The ICC (International Crisis Group) says the Afghan government a “far from ready” to assume security responsibility when U.S. and NATO forces withdraw in 2014.
The ICC says the government in Kabul could collapse, especially if the next round of the country’s elections is fraudulent.
Huffington discusses the failed surge.
- Spencer Ackerman writes, “according to most of the yardsticks chosen by the military — but not all — the surge in Afghanistan fell short of its stated goal: stopping the Taliban’s momentum.”
- For instance, in August 2009, shortly before the surge began, there were 2,700 attacks on U.S. and allied troops. In August of this year there were almost 3,000.
- In August 2009, there were nearly 600 homemade bombs used against U.S. and allied troops. In August 2012? Over 600.
Joint Chiefs of Staff Chairman Gen. Martin Dempsey is still making the noises that were made during the defeat in Vietnam.

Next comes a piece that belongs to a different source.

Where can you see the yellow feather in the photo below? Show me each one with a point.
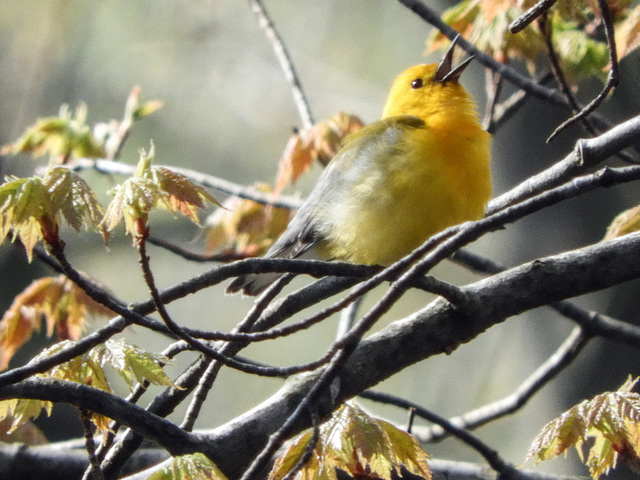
(420, 169)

Puget Sound and described the “enduring presence” he sees for American forces in Afghanistan after the planned 2014 drawdown of most Western troops.

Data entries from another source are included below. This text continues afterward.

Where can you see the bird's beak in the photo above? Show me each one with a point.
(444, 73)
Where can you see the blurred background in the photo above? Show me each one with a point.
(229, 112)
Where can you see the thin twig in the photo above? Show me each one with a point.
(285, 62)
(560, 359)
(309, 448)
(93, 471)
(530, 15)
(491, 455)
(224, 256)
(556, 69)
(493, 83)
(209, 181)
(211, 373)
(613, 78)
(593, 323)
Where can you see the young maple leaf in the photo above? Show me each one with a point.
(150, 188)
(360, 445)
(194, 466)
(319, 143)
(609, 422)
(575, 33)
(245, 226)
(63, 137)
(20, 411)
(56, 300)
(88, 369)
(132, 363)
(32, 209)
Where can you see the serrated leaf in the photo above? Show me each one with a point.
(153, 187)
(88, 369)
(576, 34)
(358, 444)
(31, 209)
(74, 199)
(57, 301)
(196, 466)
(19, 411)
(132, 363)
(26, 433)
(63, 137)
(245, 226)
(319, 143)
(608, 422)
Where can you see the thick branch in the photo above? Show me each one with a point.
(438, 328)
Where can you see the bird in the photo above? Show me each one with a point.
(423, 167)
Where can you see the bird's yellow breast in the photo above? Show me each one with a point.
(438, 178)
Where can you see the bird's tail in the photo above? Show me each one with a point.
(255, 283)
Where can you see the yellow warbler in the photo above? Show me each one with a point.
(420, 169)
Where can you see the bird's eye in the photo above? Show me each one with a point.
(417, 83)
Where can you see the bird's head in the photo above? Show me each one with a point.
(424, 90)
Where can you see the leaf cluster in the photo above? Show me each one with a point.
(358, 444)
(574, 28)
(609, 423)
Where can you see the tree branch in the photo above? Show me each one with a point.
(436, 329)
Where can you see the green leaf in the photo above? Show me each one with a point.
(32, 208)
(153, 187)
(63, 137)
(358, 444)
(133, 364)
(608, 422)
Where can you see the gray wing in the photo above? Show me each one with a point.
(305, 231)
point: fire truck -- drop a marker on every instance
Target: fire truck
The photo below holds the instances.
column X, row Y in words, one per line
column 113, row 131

In plain English the “enduring presence” does not sound “enduring” or a “presence”. Dempsey said, there will be “discussions” with Afghan officials about the scope of support that will be provided once the U.S. combat troops are gone. Karzai is already whining about the presence which wont’ support his wishes.
“What we have agreed on is the missions. We have agreed that we will provide training, advice and assistance at some level. We haven’t determined what level.”

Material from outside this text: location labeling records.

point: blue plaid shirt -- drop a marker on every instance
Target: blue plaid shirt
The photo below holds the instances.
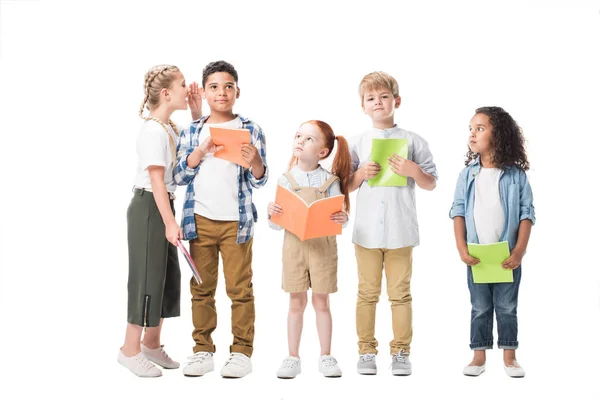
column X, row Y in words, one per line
column 184, row 175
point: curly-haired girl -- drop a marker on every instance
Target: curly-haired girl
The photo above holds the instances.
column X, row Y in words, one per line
column 493, row 202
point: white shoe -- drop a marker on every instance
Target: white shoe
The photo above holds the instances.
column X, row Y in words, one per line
column 199, row 364
column 328, row 367
column 160, row 357
column 290, row 367
column 139, row 365
column 514, row 371
column 474, row 370
column 237, row 366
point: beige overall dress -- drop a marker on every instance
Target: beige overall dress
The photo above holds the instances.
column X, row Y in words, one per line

In reality that is the same level of support that was given to the Generals in South Vietnam. The Vietcong took over Siagon within weeks and renamed it Ho Chi Minh City.
I Corps Commander Lt. Gen. Robert Brown and 7th Infantry Division Commander Maj. Gen. Stephen Lanza is preparing for the homecomings of two Lewis-McChord Stryker brigades between December and March. Another Stryker brigade expects to arrive soon.
“Lanza does not foresee major missions in Afghanistan – the kinds that draw on thousands of troops at once – after the return of Lewis-McChord’s last Stryker brigade from the war some time next summer”.
In an article published in the News Tribune the important question was asked–So what does an “enduring presence” in Afghanistan mean for Lewis-McChord?
U.S. leaders envision that presence as 10,000 to 15,000 troops, mostly special operators and support units. Their mission would center on preventing Afghanistan from again becoming a safe haven for international terrorists and keeping their eyes on threats that keep U.S. leaders up at night – loose nuclear weapons in Pakistan or other challenges in the neighborhood (Iran).
I met a Mengal Sardar in Quetta two years ago. He said that the US would never leave Afghanistan. One of my best friends on the planet has made me a bet on Thai food, that the US will remain in Afghanistan “forever”. I think, that we at Rupee News have been right all along. The US will leave Afghanistan next year, and within a few years, the Kabul government will collapse. When the Neo-Talibs finally take over, the Pakistani border will extend to the Amu Darya!